Note: You might have to adjust exp to make the fitted line fit.

def list_pop0(n):
t = []
[t.append(x) for x in range(n)]
[t.pop(0) for _ in range(n)]

ns, ts = run_timing_test(list_pop0)
plot_timing_test(ns, ts, scale='log', exp=1)
plt.title('list pop(0)');

1024 0.0
2048 0.0
4096 0.0
8192 0.010000000000001563
16384 0.019999999999999574
32768 0.08999999999999986
65536 0.39000000000000057
131072 1.7199999999999989


## Searching a list¶

list.index searches a list and returns the index of the first element that matches the target.

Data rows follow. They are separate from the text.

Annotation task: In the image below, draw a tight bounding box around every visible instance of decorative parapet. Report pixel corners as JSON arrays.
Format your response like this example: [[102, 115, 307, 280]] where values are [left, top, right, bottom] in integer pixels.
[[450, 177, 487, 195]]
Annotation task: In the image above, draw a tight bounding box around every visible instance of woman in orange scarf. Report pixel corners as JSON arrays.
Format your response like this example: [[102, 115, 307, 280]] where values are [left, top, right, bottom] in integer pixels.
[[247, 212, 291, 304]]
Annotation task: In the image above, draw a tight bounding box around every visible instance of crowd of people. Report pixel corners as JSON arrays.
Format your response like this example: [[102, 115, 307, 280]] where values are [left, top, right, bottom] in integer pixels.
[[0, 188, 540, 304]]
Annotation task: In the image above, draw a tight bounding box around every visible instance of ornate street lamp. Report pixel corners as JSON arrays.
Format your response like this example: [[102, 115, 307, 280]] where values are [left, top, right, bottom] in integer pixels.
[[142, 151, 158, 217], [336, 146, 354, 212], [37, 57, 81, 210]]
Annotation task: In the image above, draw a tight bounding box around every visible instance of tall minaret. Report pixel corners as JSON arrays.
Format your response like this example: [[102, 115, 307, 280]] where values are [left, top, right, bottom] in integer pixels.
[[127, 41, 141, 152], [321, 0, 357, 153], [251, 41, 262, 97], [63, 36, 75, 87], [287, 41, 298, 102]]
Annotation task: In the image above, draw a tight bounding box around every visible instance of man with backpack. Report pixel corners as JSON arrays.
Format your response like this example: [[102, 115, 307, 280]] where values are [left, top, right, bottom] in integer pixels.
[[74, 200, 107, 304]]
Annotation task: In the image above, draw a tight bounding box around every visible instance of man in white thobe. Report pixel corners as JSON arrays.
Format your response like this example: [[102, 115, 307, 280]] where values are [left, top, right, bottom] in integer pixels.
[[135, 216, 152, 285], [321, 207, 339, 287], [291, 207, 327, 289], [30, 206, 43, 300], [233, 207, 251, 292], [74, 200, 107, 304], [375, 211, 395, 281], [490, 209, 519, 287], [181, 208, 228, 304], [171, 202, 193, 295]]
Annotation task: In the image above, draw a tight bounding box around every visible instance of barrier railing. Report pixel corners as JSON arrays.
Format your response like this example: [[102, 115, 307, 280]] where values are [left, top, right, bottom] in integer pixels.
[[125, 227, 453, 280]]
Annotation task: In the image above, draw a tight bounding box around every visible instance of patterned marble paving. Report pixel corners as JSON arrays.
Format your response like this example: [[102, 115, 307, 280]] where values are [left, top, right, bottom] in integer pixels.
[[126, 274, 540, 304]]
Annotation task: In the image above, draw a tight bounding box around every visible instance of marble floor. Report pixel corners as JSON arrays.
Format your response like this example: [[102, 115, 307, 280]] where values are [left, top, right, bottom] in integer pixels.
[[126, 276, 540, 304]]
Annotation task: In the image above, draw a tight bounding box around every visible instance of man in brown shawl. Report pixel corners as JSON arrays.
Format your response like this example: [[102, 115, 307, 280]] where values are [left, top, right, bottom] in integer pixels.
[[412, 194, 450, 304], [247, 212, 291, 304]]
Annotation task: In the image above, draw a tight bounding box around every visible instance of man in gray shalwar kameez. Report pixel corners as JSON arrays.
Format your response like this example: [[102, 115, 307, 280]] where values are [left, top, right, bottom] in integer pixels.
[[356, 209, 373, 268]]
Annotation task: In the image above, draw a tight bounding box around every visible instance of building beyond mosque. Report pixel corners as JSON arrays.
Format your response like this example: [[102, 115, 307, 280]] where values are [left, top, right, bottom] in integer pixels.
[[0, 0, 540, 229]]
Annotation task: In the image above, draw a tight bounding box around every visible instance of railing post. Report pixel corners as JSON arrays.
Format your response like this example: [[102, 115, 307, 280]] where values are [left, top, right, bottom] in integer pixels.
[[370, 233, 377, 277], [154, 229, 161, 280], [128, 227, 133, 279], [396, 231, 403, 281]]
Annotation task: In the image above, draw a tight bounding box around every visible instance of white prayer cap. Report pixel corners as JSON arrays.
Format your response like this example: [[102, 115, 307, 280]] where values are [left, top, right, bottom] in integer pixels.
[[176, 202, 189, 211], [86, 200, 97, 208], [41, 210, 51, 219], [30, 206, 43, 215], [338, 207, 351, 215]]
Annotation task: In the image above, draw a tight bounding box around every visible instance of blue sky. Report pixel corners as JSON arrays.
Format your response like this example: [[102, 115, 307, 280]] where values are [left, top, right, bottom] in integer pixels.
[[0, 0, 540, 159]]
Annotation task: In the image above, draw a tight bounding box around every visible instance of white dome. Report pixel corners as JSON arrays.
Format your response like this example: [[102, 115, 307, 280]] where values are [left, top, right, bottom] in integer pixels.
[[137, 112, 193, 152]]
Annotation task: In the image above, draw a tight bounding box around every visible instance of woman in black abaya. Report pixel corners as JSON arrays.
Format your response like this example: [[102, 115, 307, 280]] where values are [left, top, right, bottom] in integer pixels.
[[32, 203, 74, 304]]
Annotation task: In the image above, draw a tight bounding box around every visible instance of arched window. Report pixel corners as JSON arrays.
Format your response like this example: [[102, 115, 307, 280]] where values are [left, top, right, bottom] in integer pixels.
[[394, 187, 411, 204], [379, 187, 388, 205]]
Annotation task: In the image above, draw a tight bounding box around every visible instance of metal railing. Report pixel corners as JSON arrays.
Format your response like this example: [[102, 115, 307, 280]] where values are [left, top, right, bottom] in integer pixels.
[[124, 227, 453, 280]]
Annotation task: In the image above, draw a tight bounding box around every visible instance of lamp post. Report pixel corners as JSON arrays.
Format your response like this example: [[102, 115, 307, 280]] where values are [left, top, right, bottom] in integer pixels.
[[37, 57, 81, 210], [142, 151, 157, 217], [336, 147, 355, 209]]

What do we expect if we always search for the first element?

def list_index0(n):
t = []
[t.append(x) for x in range(n)]
[t.index(0) for _ in range(n)]

ns, ts = run_timing_test(list_index0)

plot_timing_test(ns, ts, scale='log', exp=1)
plt.title('list index(0)');

1024 0.0
2048 0.0
4096 0.0
8192 0.0
16384 0.0
32768 0.0
65536 0.009999999999999787
131072 0.019999999999999574
262144 0.030000000000001137
524288 0.05999999999999872
1048576 0.10999999999999943
2097152 0.26000000000000156
4194304 0.5500000000000007
8388608 1.0
16777216 1.9100000000000001


What if we always search for the last element?

def list_index_n(n):
t = []
[t.append(x) for x in range(n)]
[t.index(n-1) for _ in range(n)]

ns, ts = run_timing_test(list_index_n)

plot_timing_test(ns, ts, scale='log', exp=1)
plt.title('list index(n-1)');

1024 0.00999999999999801
2048 0.03999999999999915
4096 0.14000000000000057
8192 0.5499999999999972
16384 2.1400000000000006


def dict_add(n):
d = {}
[d.setdefault(x, x) for x in range(n)]

plot_timing_test(ns, ts, scale='log', exp=1)

1024 0.0
2048 0.0
4096 0.0
8192 0.0
16384 0.0
32768 0.0
65536 0.00999999999999801
131072 0.0
262144 0.030000000000001137
524288 0.04999999999999716
1048576 0.11000000000000298
2097152 0.23999999999999844
4194304 0.4400000000000013
8388608 0.9400000000000013
16777216 1.8699999999999974


## Dictionary lookup¶

def dict_lookup(n):
d = {}
[d.setdefault(x, x) for x in range(n)]
[d[x] for x in range(n)]

ns, ts = run_timing_test(dict_lookup)

plot_timing_test(ns, ts, scale='log', exp=1)
plt.title('dict lookup');

1024 0.0
2048 0.0
4096 0.0
8192 0.0
16384 0.0
32768 0.00999999999999801
65536 0.010000000000005116
131072 0.01999999999999602
262144 0.05000000000000071
524288 0.06999999999999673
1048576 0.1600000000000037
2097152 0.33999999999999986
4194304 0.6600000000000001
8388608 1.3900000000000006


This characteristic of dictionaries is the foundation of a lot of efficient algorithms!